Scarcely noticed amid the incessant media clamor over accusations of Tea Party racism, the GOP has actually attracted more black congressional candidates this year than at any time in recent memory. If Parker prevails in Arizona, he could be joined in the 112th Congress by a number of other black Republicans, including Allen West from Florida's 22nd District, Les Phillip from Alabama's 5th District, Princella Smith from Arkansas' 1st District and Angela McGlowan from Mississippi's 1st District. Pundits may ponder the historic significance of such a national trend, but in Arizona, Parker is ready for an all-out battle all the way to the Aug. 24 primary in the 3rd District -- a battle he expects to win by sheer hard work, which has brought him a long way already.
Parker is now mayor of Arizona's wealthiest town -- the median household income in Paradise Valley was more than $150,000, according to the 2000 Census -- but he was raised in California by his grandmother, who worked as a maid. "I grew up in an apartment that probably was about 500 square feet," he said last week, standing beneath the palm trees in the backyard of his home, while donors mingled nearby.
He excelled in high school and was the first in his family to attend college, beginning at Long Beach Community College ("because it was free"), then majoring in finance at Cal State Long Beach. He was working as an analyst at Rockwell International when he was accepted at Georgetown Law School -- but with no scholarship offer.
"I owned a house. I sold it.… My grandmother of 75 stated cleaning houses again, and my mother started cleaning houses.

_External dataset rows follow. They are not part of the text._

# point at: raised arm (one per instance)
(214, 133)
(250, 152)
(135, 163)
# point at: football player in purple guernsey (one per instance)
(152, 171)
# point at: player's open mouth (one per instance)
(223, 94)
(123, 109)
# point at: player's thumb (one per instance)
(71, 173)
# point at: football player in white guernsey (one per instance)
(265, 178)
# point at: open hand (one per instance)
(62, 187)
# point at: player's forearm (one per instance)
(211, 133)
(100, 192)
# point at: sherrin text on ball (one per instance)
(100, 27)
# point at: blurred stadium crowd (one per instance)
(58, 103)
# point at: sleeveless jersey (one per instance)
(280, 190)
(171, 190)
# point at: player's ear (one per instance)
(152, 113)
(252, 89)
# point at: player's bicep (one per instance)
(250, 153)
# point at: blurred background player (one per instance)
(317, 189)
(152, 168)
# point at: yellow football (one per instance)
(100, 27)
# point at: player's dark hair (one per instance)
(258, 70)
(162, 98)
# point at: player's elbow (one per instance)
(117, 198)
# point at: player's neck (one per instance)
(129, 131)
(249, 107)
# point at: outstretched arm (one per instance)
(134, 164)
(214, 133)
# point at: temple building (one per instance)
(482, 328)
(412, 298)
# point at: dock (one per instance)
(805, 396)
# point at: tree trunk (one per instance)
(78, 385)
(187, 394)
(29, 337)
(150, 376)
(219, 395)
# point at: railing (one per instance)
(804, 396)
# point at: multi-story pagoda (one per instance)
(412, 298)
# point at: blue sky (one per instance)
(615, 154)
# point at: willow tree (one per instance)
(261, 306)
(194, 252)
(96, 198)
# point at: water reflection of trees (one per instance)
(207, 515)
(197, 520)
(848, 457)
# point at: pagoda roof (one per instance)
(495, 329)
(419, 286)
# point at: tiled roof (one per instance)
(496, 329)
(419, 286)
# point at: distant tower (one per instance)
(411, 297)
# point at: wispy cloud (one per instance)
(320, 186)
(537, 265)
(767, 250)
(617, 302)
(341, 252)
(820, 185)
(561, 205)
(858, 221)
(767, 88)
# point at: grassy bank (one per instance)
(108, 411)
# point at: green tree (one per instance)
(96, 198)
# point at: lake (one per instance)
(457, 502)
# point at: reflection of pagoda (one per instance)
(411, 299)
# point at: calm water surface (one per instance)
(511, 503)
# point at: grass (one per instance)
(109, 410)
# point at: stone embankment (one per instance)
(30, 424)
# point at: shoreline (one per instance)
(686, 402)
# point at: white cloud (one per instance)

My brother gave me everything that he had," Parker recalls. "I bought a one-way ticket… and I'll never forget going to the airport that evening, and seeing about 20 people there with me… and the tears that were flowing down their faces. When I turned down that jet walkway and turned and looked at them, I realized that me going to law school was not as an individual, but as something for my family, something for my community."
That's the American dream he wants to preserve for future generations. "I had made a commitment that, if I got out of the environment that I grew up in, what I would do is to work to get others out, because there are a lot more Vernon Parkers out there," he says. "I always wanted to make a change, make a difference, and the way that I figured we could do that was through the law."
At Georgetown, he found himself competing against alumni of prestigious Ivy League schools. "You know that's how I met my wife, actually," he says. "She was from Arizona State, and they wouldn't let state school people into their study groups, so we formed our own and did a lot better than the Ivy Leaguers did."
After meeting Atwater and joining the 1988 Bush campaign, Parker went on to staff positions at the Office of Personnel Management and in the White House until Bush was defeated by Bill Clinton in 1992. "I thought politics was over," he says. Parker moved to Arizona and was surprised in 2002 to get a call from the next President Bush, who appointed him an assistant secretary in the Department of Agriculture. He spent more than three years commuting from Arizona to D.C. for that job and says, "I'm used to the commute already, so when I become a member of Congress, it will be very easy to commute. I know how to get to the airport on time."
He said "when" he becomes a member of Congress, not "if." Having come this far, Parker isn't planning to lose.